BACKGROUND OF THE INVENTION 1. Field of the Invention The present invention relates to an edge cleaning method for removing an outer peripheral coating film on a wafer surface with a solvent.

[0002]

2. Description of the Related Art In a semiconductor manufacturing process, an SOG (Spin-on-Glass) layer is formed on a wafer for flattening an interlayer insulating film
The film is applied. The SOG coating is performed by a spin coating process of dropping a chemical solution called a source in which SiO _X is dissolved in alcohol while the wafer is attracted and rotated by a wafer chuck. When the edge portion of the surface of the wafer comes into contact with the positioning portion or the like in each step, dust is generated due to the lack of the coating film (resist). In order to prevent this, an edge clean (edge rinse) for removing the outer peripheral coating film on the wafer surface with a solvent is required. This edge clean is usually performed when the coating film is applied. In the conventional edge clean, the organic solvent is injected from a nozzle located above the outer peripheral portion of the wafer while rotating the wafer at a constant speed, and the coating film on the outer peripheral portion of the wafer is removed in one step.

[0003]

However, in the above-mentioned conventional edge cleaning method, depending on the combination of the coating film material and the organic solvent (for example, organic SOG and cyclohexanone), the edge of the wafer outer peripheral portion after the coating film is removed. In some cases, the coating film could not be properly removed because the shape of the part had a hem or a mountain-shaped bulge. These defects are:
Since edge cleaning was performed in one step with a low-speed rotating wafer, it was caused by physical indentation at the initial stage of solvent injection or swelling due to incorporation of the solvent into the coating film. Therefore, in the conventional edge clean performed in one step, for example, in the case of the combination of the organic SOG and cyclohexanone, it is not possible to obtain a proper vertical end shape, and there is a problem that it becomes a particle generation source. The present invention has been made in view of the above circumstances, and an object thereof is to provide an edge cleaning method capable of reliably removing a coating film on the outer peripheral portion of a wafer with a vertical end shape, and to prevent dust generation.

[0004]

According to the edge cleaning method of the present invention for achieving the above object, a wafer is adsorbed on a wafer stage and rotated, and at the same time, a solvent is injected to keep a coating film on a peripheral portion of the wafer constant. In the edge cleaning method of removing only the width, the rotation speed and acceleration of the wafer are changed stepwise.

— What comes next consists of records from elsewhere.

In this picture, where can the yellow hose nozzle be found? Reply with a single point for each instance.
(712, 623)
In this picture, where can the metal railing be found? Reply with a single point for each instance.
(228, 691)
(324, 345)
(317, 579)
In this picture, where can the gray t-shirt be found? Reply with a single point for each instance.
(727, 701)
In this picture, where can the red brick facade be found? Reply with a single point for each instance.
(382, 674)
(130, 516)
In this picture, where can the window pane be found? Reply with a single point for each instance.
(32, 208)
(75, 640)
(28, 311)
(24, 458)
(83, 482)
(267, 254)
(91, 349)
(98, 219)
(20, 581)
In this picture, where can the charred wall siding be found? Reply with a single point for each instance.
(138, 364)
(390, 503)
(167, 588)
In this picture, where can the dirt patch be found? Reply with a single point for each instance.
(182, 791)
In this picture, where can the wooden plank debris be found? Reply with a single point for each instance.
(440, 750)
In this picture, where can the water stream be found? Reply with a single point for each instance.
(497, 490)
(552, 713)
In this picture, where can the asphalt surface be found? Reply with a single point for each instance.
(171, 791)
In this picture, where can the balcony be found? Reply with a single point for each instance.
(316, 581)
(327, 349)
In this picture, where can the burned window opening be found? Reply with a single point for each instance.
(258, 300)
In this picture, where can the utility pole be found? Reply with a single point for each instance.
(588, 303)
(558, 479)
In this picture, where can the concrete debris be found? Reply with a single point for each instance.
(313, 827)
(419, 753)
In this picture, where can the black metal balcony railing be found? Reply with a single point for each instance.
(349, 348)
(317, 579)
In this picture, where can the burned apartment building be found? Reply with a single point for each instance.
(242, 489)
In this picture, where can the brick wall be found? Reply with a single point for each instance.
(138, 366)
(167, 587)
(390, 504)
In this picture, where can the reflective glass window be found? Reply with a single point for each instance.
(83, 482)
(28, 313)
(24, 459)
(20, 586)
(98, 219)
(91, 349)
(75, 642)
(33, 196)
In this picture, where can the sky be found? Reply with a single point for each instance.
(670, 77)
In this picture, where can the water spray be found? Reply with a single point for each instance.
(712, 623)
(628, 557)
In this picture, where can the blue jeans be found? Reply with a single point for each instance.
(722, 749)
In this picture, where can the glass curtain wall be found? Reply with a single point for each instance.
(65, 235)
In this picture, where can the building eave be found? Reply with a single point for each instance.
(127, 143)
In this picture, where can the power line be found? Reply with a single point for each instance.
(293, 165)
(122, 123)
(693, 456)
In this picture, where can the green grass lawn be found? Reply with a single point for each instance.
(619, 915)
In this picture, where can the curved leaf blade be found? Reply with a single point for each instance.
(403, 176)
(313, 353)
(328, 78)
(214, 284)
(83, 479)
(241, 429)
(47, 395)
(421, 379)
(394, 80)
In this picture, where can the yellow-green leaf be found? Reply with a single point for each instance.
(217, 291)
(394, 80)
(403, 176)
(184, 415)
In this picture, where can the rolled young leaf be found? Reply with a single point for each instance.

Then, the edge cleaning method includes the first step of rotating the wafer at a high speed and injecting the solvent in a sufficient time,
A second step of rotating the wafer at a lower speed than the rotation of the first step and performing a solvent injection for a shorter time than the first step; and a second step of rotating the wafer at a higher speed than the rotation of the first step without injecting the solvent. It is preferable to include 3 steps.

[0005]

By changing the wafer rotation speed and acceleration stepwise, it is possible to control the contact time between the solvent and the coating film, the width of removal of the coating film, and the discharge of the residual solvent. In the first step, high-speed wafer rotation and solvent injection are performed for a sufficiently long time, and the removability is enhanced by the stable wafer rotation movement and the sufficiently long contact time between the solvent and the coating film.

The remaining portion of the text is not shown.